Pelvic floor
rehabilitation is a term that describes a systematic approach to improving the
strength and function of the muscles which support the bladder, urethra and
other organs contained within the bony pelvis.
A group of muscles,
called the levator ani, stretch from the pubic bone (symphysis pubis) to the
tail bone (coccyx) creating the "floor" of the pelvis. The levator ani (also called
pelvic floor muscles or PFM) help maintain pressure within the urethra, which in
turn prevents urine leakage at inappropriate times. Strong muscles also may
reduce or alleviate the involuntary bladder contractions associated with
overactive bladder, and help to keep the bladder, uterus and rectum in their
proper position within the pelvis. These muscles may become damaged or lose
strength and tone due to aging, childbirth, surgery, illness or other condition.
Pelvic floor
rehabilitation uses the principles of physical therapy to provide a structured
program for muscle reconditioning.
Pelvic Floor
Rehabilitation is used to help people learn how to better control their
bladder symptoms.
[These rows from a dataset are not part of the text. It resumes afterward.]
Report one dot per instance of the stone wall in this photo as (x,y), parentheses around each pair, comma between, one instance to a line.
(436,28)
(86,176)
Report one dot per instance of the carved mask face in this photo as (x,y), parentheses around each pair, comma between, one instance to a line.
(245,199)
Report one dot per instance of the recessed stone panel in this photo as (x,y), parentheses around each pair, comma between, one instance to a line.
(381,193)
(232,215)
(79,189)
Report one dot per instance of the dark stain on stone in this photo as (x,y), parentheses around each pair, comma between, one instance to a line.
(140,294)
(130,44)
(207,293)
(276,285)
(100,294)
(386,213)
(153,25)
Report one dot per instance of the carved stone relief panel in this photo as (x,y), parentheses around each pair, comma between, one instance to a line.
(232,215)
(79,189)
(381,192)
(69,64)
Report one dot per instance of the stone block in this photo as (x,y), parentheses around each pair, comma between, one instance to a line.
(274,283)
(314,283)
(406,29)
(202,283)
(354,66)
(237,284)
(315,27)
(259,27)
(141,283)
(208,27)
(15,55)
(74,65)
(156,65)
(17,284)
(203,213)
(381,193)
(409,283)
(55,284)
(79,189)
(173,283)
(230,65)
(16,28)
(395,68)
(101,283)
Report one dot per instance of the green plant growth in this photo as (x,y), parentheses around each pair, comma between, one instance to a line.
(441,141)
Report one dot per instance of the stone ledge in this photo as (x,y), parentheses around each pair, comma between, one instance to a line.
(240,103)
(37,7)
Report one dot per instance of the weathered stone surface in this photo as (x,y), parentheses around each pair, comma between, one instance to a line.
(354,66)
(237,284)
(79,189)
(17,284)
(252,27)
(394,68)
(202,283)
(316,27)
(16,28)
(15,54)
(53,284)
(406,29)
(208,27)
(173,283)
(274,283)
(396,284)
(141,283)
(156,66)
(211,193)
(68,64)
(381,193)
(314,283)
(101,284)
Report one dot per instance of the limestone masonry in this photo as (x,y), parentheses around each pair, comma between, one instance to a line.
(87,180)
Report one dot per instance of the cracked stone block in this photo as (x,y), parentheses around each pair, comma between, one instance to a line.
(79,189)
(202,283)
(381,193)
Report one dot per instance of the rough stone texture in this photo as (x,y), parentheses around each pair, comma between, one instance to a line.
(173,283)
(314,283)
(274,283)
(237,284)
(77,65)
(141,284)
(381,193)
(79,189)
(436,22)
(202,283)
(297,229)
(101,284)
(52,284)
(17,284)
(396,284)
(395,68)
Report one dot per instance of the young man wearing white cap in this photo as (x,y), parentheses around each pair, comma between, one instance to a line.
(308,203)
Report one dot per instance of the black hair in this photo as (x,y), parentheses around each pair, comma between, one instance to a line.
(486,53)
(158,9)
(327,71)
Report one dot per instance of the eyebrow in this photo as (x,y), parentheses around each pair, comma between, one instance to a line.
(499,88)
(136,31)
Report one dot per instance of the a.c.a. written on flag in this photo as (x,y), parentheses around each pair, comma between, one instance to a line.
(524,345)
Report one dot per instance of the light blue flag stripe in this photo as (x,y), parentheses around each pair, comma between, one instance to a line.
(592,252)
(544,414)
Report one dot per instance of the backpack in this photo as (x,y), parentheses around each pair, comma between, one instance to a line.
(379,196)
This treatment usually consists of a combination of
tests which reveal how strong or weak the pelvic floor muscle is, how
well the nerves 'talk' to the muscle, and stimulation of the nerves and
muscles in the pelvis to improve coordination and strength and calm the
bladder muscle. A nurse performs the therapy under the supervision of a
doctor, generally over the course of 4 visits, and can include any of
the following:
Electomyography
A small, tampon-like device is inserted into the vagina (or rectum in men), and special electrodes along the sides of the device measure the electrical activity generated, in the muscle while exercising. Abdominal EMG will also be monitored to be sure you are performing the exercises correctly.
Stimulation
The EMG sensor is also used to stimulate the pelvic floor muscles and nerves with mild, intermittent bursts of electricity. This therapy helps you learn better control and coordination of this part of your body and acts to calm the bladder muscle to ease urgency.
Anal Manometry
A small, soft, air-filled balloon pressure monitor is inserted into the rectum (the pelvic floor muscle is strongest at the anus), and strength and endurance are measured while you practice your exercises.
Biofeedback
This therapy is an extenuation of pelvic floor rehabilitation, available for those patients who need extra help in learning to control their symptoms, and involves practicing your exercises while watching a computer screen for visual and auditory rewards when they are performed correctly.
None of these procedures are painful, and we will make every effort to help you feel comfortable during the visit. Initial visits usually last 1 hour and subsequent visits 30 minutes. Many patients are glad to learn there is something they can do themselves to improve on their bladder control problems, and often comment on the confidence they gain over the course of treatment.